Media republikan menggalang anggotanya, menyatukan semua kelompok untuk setia pada republik dan pemimpinnya. Rakyat marah dan berstatus besar untuk merayakan 6 bulan kemerdekaan pada tanggal 17 Februari 1946. Di berbagai pelosok Tanah Air dilaksanakan gerakan untuk menunjukkan. Pemerintahan Soekarno-Hatta dan Perdana Menteri Sutan Sjahrir karena bertatap dengan Indonesia dalam sidang perserikatan Bangsa-Bangsa di New York.Headline Merdeka 12 Februari 1946 berjudul “Tjita – Tjita Indonesia Djangan Dihalangi Kekerasan Sendjata” —Kata Manuilsky, kata pidato Ukraina di PBB, Dr Dmitri Manuilsky, yang PBB untuk PBB. “Tidak ada orang yang bisa menyangkal yang tentera Inggris telah menyerang penduduk Indonesia di Djawa pada waktu beberapa bulan yang lampau dengan mempergunakan tank-tank, kapal terbang dan lain-lain-militer”. Terkait dengan keadaan Indonesia ada berita berjudul “Tegak Di Belakang Presiden” sebagai hasil Kongres Pejabatan Pos, Telegrap dan Telepon seluruh Jawa dan Madura yang diadakan di Madiun 10, 11, dan 12 Februari.Ada berita berjudul “Gerakan Republik Indonesia Soerakarta Menjatakan Kepertjajaan 100%” terhadap Pemerintah yang dijalankan oleh Kabinet Sjahrir, setelah organisasi yang memiliki 75.000 itu Rapat pada 9 Februari. Telegrap dan Telepon seluruh Jawa dan Madura yang diadakan di Madiun 10, 11, dan 12 Februari. Ada berita berjudul “Gerakan Republik Indonesia Soerakarta Menjatakan Kepertjajaan 100%” terhadap Pemerintah yang dijalankan oleh Kabinet Sjahrir, setelah organisasi yang memiliki 75.000 itu Rapat pada 9 Februari. Telegrap dan Telepon seluruh Jawa dan Madura yang diadakan di Madiun 10, 11, dan 12 Februari.Ada berita berjudul “Gerakan Republik Indonesia Soerakarta Menjatakan Kepertjajaan 100%” terhadap Pemerintah yang dijalankan oleh Kabinet Sjahrir, setelah organisasi yang memiliki 75.000 itu Rapat pada 9 Februari.

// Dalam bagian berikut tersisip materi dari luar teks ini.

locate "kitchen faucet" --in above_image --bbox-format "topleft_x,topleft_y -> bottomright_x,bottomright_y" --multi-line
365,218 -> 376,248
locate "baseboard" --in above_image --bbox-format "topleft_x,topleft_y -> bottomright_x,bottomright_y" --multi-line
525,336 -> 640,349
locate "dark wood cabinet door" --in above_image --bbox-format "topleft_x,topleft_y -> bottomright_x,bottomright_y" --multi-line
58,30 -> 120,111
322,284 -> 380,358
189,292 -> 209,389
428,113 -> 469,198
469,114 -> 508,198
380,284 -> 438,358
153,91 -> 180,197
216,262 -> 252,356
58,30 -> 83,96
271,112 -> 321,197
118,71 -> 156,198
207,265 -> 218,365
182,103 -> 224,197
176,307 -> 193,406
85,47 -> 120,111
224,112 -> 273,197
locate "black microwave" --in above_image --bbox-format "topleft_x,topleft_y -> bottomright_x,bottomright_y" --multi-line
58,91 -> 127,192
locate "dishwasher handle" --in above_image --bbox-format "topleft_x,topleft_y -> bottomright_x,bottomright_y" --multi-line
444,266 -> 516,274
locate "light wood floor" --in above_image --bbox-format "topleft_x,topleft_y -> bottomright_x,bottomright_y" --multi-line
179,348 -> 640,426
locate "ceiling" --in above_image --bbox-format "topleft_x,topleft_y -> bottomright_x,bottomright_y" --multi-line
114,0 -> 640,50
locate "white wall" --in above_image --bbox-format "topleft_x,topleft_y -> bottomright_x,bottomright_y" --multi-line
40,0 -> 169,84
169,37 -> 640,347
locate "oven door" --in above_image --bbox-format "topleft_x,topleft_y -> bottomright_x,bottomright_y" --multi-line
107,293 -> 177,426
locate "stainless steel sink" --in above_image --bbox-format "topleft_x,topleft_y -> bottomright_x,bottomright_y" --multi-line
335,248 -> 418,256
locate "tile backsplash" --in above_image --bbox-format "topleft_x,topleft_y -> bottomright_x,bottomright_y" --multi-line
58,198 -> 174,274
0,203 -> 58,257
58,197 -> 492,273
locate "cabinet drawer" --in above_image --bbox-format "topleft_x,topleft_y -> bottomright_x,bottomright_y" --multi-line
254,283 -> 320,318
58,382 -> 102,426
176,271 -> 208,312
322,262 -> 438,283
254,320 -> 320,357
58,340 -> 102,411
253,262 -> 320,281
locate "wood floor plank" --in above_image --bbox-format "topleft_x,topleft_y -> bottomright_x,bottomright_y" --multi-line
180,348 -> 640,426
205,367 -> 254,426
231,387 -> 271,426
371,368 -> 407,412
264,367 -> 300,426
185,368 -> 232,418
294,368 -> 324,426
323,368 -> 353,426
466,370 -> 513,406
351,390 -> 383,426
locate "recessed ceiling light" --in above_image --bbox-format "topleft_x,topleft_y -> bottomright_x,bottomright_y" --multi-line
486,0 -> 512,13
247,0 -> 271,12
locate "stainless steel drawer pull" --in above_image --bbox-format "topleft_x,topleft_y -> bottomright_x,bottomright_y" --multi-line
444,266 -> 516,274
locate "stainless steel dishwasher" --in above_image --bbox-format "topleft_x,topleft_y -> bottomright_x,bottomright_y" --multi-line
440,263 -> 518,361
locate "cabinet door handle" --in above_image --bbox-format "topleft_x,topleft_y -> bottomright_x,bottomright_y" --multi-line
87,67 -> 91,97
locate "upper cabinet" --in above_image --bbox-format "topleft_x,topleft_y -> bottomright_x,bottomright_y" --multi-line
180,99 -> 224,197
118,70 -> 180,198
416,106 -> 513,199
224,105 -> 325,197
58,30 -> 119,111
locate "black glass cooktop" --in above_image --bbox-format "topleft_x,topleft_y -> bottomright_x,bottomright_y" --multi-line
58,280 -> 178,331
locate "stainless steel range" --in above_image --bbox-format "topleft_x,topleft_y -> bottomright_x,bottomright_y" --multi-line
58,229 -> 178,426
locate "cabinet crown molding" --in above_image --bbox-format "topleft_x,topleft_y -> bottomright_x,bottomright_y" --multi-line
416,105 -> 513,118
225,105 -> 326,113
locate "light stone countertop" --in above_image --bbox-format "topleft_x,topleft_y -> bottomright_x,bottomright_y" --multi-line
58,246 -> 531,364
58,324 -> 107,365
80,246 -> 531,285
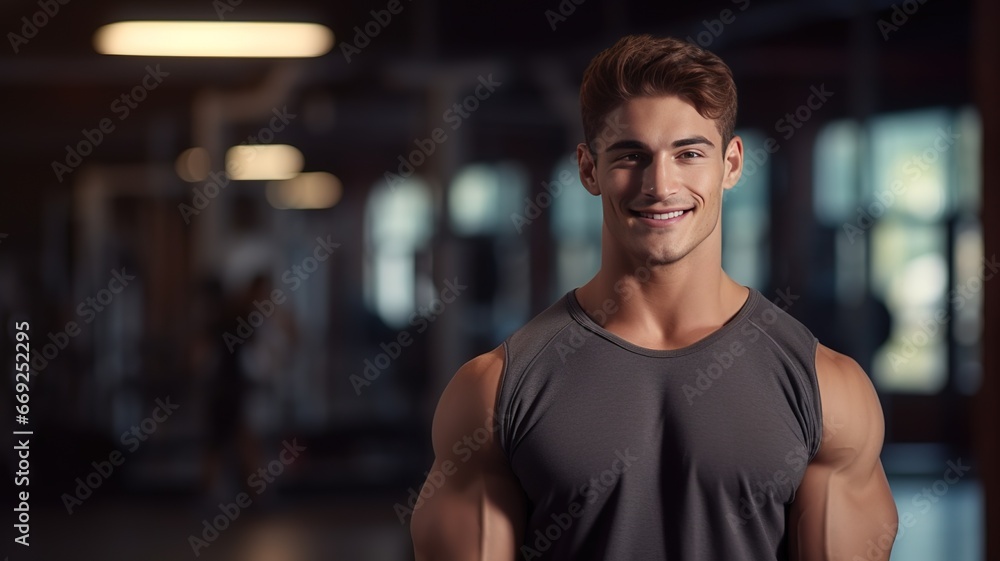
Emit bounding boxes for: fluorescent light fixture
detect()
[94,21,333,58]
[174,146,212,183]
[265,171,344,209]
[226,144,303,180]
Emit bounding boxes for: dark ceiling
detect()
[0,0,972,217]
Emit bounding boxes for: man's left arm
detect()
[788,345,898,561]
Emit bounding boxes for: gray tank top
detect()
[496,289,822,561]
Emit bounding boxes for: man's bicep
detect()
[410,351,525,561]
[789,347,897,561]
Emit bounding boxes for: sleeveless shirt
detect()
[496,288,822,561]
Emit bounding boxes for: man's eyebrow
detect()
[605,135,715,152]
[671,135,715,148]
[604,139,649,152]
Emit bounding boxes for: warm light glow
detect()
[94,21,333,58]
[226,144,303,180]
[174,146,212,183]
[266,171,344,209]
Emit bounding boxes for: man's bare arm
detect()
[789,345,898,561]
[410,347,525,561]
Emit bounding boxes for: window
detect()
[813,109,983,393]
[364,178,434,328]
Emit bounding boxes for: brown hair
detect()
[580,35,736,152]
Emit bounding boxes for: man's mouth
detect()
[638,210,687,220]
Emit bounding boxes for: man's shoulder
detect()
[502,292,573,350]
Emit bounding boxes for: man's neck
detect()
[576,243,749,349]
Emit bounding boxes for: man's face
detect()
[577,96,743,265]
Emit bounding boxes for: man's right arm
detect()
[410,347,525,561]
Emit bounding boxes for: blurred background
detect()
[0,0,1000,561]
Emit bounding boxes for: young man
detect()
[411,36,897,561]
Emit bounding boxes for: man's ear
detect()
[576,142,601,197]
[722,136,743,189]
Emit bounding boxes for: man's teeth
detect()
[639,210,684,220]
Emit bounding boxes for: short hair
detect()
[580,35,736,152]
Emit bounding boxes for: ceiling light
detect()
[94,21,333,58]
[266,171,344,209]
[226,144,303,180]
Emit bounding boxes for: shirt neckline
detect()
[564,287,762,358]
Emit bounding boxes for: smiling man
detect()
[411,32,897,561]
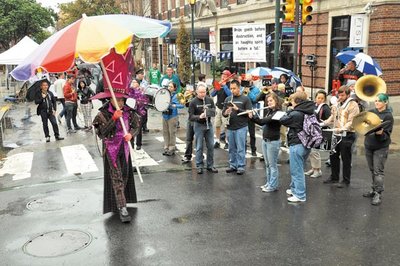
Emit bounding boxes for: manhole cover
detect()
[26,196,79,211]
[22,230,92,258]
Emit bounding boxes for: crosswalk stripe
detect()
[61,144,99,174]
[0,152,33,180]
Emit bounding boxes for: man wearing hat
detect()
[35,79,64,142]
[211,69,232,149]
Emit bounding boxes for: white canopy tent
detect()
[0,36,39,91]
[0,36,39,65]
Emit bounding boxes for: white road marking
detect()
[0,152,33,180]
[60,144,99,174]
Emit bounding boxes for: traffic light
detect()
[282,0,295,22]
[301,0,313,24]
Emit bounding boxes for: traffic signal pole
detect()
[293,0,300,74]
[274,0,281,67]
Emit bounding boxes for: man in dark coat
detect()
[35,79,64,142]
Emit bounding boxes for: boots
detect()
[119,207,131,223]
[371,192,382,206]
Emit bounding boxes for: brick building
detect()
[150,0,400,95]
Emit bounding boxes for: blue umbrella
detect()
[271,67,302,87]
[246,67,271,77]
[336,51,382,76]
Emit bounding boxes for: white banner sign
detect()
[349,14,367,47]
[232,24,266,62]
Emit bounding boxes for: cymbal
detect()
[352,112,381,135]
[365,120,390,136]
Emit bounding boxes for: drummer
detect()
[162,82,183,156]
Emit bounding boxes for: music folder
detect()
[271,111,286,120]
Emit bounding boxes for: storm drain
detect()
[22,230,92,258]
[26,196,79,211]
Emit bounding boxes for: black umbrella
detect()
[26,79,50,101]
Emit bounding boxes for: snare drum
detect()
[144,85,171,112]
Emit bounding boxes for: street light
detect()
[189,0,196,85]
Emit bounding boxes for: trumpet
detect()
[213,73,236,91]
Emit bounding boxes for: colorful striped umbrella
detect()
[11,14,171,80]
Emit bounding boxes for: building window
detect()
[221,0,229,8]
[329,16,350,91]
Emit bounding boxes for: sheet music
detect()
[271,111,286,120]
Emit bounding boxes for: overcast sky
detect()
[36,0,73,11]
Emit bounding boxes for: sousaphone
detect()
[354,75,386,102]
[352,112,390,136]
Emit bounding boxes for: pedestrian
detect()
[363,93,394,205]
[251,93,282,192]
[54,72,66,124]
[189,83,218,174]
[280,92,314,203]
[63,74,81,134]
[149,63,161,85]
[35,79,64,142]
[78,80,95,131]
[160,66,181,93]
[322,85,360,188]
[210,70,232,149]
[304,90,331,178]
[162,82,183,156]
[93,89,140,223]
[222,80,253,175]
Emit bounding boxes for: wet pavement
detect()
[0,100,400,265]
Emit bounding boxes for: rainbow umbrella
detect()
[11,15,171,182]
[11,14,171,80]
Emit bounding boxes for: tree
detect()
[0,0,57,49]
[176,17,191,84]
[57,0,121,29]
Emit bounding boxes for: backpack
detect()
[297,114,323,149]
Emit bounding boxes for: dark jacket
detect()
[364,108,394,150]
[222,95,252,130]
[251,108,281,141]
[35,90,57,115]
[280,101,314,146]
[189,96,215,124]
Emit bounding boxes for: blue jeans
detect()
[289,144,311,199]
[193,122,214,168]
[262,139,281,189]
[228,127,247,170]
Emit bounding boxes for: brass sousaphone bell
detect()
[354,75,386,102]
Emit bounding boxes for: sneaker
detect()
[363,190,375,198]
[225,168,237,174]
[304,169,314,175]
[236,169,245,175]
[261,187,278,193]
[288,195,306,203]
[371,192,382,206]
[310,170,322,178]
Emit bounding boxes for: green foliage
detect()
[0,0,57,49]
[57,0,121,29]
[176,17,191,84]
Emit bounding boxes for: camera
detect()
[261,79,271,87]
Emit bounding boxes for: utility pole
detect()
[274,0,281,67]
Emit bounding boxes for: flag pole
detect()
[100,60,143,183]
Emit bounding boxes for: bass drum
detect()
[144,85,171,112]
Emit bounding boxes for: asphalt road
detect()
[0,101,400,265]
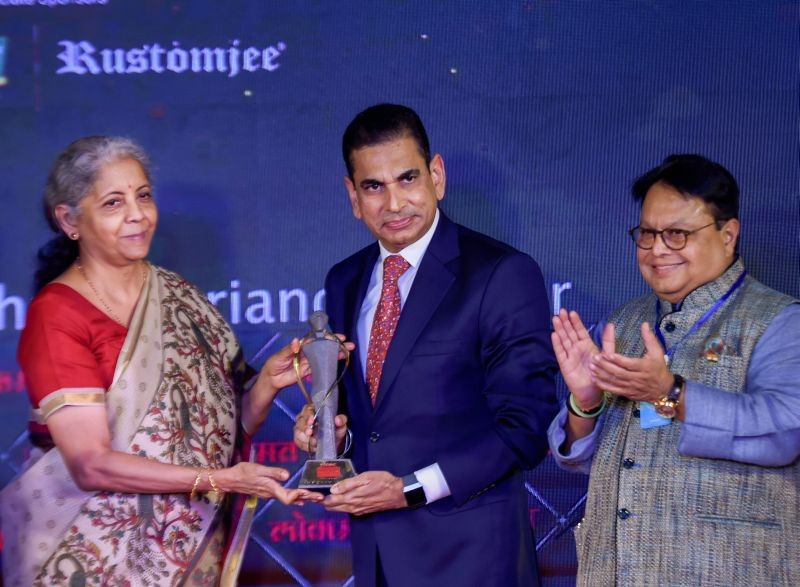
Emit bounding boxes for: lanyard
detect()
[655,271,747,364]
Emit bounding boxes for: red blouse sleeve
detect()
[17,284,127,423]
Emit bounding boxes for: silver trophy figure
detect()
[295,312,355,491]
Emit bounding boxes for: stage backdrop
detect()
[0,0,800,585]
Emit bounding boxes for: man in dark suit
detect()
[295,104,556,587]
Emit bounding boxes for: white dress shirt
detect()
[357,209,450,503]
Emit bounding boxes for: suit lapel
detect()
[374,211,459,410]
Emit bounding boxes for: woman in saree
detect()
[2,136,321,587]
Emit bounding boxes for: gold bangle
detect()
[206,469,225,500]
[189,469,203,501]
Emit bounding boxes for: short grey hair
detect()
[43,136,150,232]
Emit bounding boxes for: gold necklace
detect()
[75,257,147,328]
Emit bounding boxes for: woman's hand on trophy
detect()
[294,404,347,453]
[551,308,603,409]
[258,338,311,392]
[212,462,324,505]
[258,334,356,392]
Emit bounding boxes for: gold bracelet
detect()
[189,469,203,501]
[206,469,225,501]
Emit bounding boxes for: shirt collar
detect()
[378,208,439,267]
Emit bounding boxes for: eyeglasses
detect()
[628,220,719,251]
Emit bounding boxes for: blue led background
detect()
[0,0,800,585]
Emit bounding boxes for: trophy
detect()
[294,312,356,492]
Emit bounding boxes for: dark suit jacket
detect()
[325,212,556,587]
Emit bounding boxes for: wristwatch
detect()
[653,373,686,418]
[403,473,428,508]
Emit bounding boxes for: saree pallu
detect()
[2,266,246,587]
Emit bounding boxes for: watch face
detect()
[655,401,677,418]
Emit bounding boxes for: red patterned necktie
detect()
[367,255,411,406]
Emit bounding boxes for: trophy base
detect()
[297,459,356,493]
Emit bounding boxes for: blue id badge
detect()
[639,402,672,430]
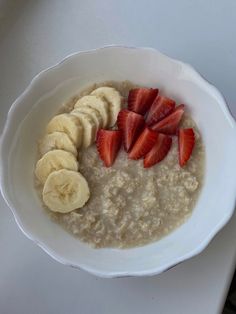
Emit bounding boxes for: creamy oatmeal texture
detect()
[39,82,204,248]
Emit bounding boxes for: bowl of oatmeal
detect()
[0,46,236,277]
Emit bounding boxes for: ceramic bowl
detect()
[0,46,236,277]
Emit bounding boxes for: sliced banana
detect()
[47,113,83,147]
[71,109,97,148]
[43,169,90,213]
[39,132,77,156]
[35,149,78,184]
[91,86,122,127]
[74,95,109,128]
[76,106,103,129]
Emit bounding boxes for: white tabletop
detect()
[0,0,236,314]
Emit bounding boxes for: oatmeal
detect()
[42,82,204,248]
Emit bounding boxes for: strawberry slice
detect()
[146,96,175,125]
[117,109,145,152]
[96,129,122,167]
[128,87,158,115]
[129,127,158,159]
[179,129,195,167]
[143,133,172,168]
[151,105,184,135]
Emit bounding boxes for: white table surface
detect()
[0,0,236,314]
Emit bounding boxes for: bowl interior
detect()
[1,47,236,276]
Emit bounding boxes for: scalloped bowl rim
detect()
[0,45,236,278]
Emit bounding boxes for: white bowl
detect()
[0,46,236,277]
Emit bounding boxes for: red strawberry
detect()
[117,109,145,152]
[146,96,175,125]
[151,105,184,135]
[143,133,172,168]
[96,129,122,167]
[128,88,158,115]
[179,129,195,167]
[129,127,158,159]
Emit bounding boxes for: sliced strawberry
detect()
[128,88,158,115]
[129,127,158,159]
[96,129,122,167]
[151,105,184,135]
[179,129,195,167]
[146,96,175,125]
[143,133,172,168]
[117,109,145,152]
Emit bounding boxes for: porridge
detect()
[36,82,204,248]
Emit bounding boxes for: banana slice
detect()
[76,106,103,130]
[71,109,97,148]
[35,149,78,184]
[43,169,90,213]
[47,113,83,147]
[91,86,122,127]
[74,95,109,128]
[39,132,77,156]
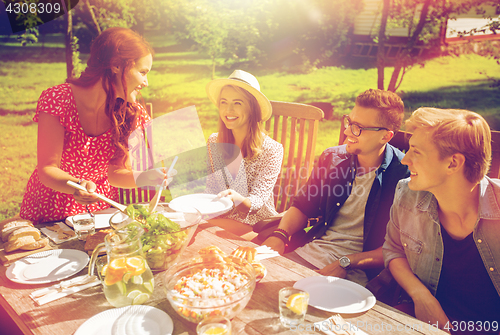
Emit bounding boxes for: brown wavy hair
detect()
[217,85,265,159]
[356,89,405,133]
[66,27,154,161]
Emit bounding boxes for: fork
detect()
[330,314,356,335]
[314,314,356,335]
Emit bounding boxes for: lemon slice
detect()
[116,281,127,295]
[101,264,108,277]
[132,293,149,305]
[144,281,154,293]
[122,272,132,284]
[127,257,146,276]
[203,326,227,335]
[132,276,143,285]
[127,290,142,299]
[286,293,307,314]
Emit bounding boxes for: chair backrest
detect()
[266,101,324,212]
[118,102,155,205]
[339,115,411,152]
[339,115,500,178]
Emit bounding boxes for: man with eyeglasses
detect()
[263,89,409,286]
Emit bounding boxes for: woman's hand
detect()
[73,180,99,205]
[217,189,252,214]
[262,236,285,255]
[217,189,246,206]
[315,260,347,278]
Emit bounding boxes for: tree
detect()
[377,0,495,92]
[377,0,391,90]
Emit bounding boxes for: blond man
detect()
[383,108,500,334]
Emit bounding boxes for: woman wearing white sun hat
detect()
[206,70,283,238]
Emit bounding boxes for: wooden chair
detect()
[253,101,324,232]
[118,102,156,205]
[266,101,323,212]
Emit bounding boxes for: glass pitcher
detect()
[89,222,154,307]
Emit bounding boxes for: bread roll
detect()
[2,218,34,242]
[9,227,41,242]
[21,238,49,250]
[4,235,36,252]
[252,261,267,282]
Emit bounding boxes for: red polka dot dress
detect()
[20,83,150,223]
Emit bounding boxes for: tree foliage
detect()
[378,0,497,92]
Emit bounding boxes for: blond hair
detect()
[217,85,265,159]
[406,107,491,183]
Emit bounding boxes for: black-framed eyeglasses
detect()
[344,116,389,137]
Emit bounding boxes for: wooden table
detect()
[0,224,444,335]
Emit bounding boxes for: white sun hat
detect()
[206,70,273,121]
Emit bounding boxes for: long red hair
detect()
[66,27,153,160]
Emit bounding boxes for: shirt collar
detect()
[479,177,500,219]
[350,144,394,176]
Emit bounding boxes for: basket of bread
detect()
[1,218,49,253]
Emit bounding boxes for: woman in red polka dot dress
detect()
[20,28,164,223]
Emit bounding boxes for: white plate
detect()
[5,249,89,284]
[293,276,377,313]
[74,305,174,335]
[64,207,119,229]
[168,193,233,216]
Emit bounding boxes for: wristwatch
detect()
[339,256,351,270]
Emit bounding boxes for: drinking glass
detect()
[73,213,95,241]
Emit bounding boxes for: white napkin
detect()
[64,207,118,229]
[255,245,280,261]
[30,275,101,306]
[40,222,77,244]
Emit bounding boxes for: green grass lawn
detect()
[0,35,500,220]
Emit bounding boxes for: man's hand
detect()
[73,180,99,205]
[315,261,347,278]
[262,236,285,255]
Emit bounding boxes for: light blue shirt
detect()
[383,177,500,295]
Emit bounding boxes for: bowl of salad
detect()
[163,254,255,323]
[110,204,201,272]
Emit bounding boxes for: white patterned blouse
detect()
[205,133,283,225]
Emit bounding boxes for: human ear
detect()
[382,130,394,143]
[448,153,465,172]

Dalam suasana terpisah dengan itu kongres afiliasi yang diadakan di Surakarta pada 9 dan 10 Februari. Mereka menunjukkan keberpihakan, jika media memiliki peran besar untuk memperlihatkan sikap rakyat Indonesia, termasuk ke pihak luar yang mendukung kemerdekaan Indonesia. Oleh karena itu sikap yang dilewatkan adalah “Tiap wartawan Indonesia berkewajiban bekerja untuk Tanah Air dan Bangsa dan akan Persatuan Bangsa dan Kedaulatan Negara”.Seperti halnya juga tidak ada yang lain di tengah-tengahnya, yang disebut sebagai yang lebih tinggi lagi, para pelaku yang menganggap diri sebagai pejuang sekaligus. Dan menerjemahkan bahwa besaran politik adu domba Belanda, perselisihan dalam bentuk mereka persatuan dan kedaulatan negara.
Poin-point lain adalah kesadaran para wartawan Indonesia yang telah menemukan masalah percetakan dan cetak koran, sebagai alat produksi dan juga alat perjuangan. Sebab, hanya melalui media mereka dapat terus menggelorakan perjuangan dan memberi informasi kepada masyarakat di berbagai pelosok yang juga coba dikuasai oleh Belanda. Berdirinya PWI ini kemudian kita lakukan dengan menggunakan Bahasa Penerbit Suratkabar (SPS) dienakan hari di Yogya.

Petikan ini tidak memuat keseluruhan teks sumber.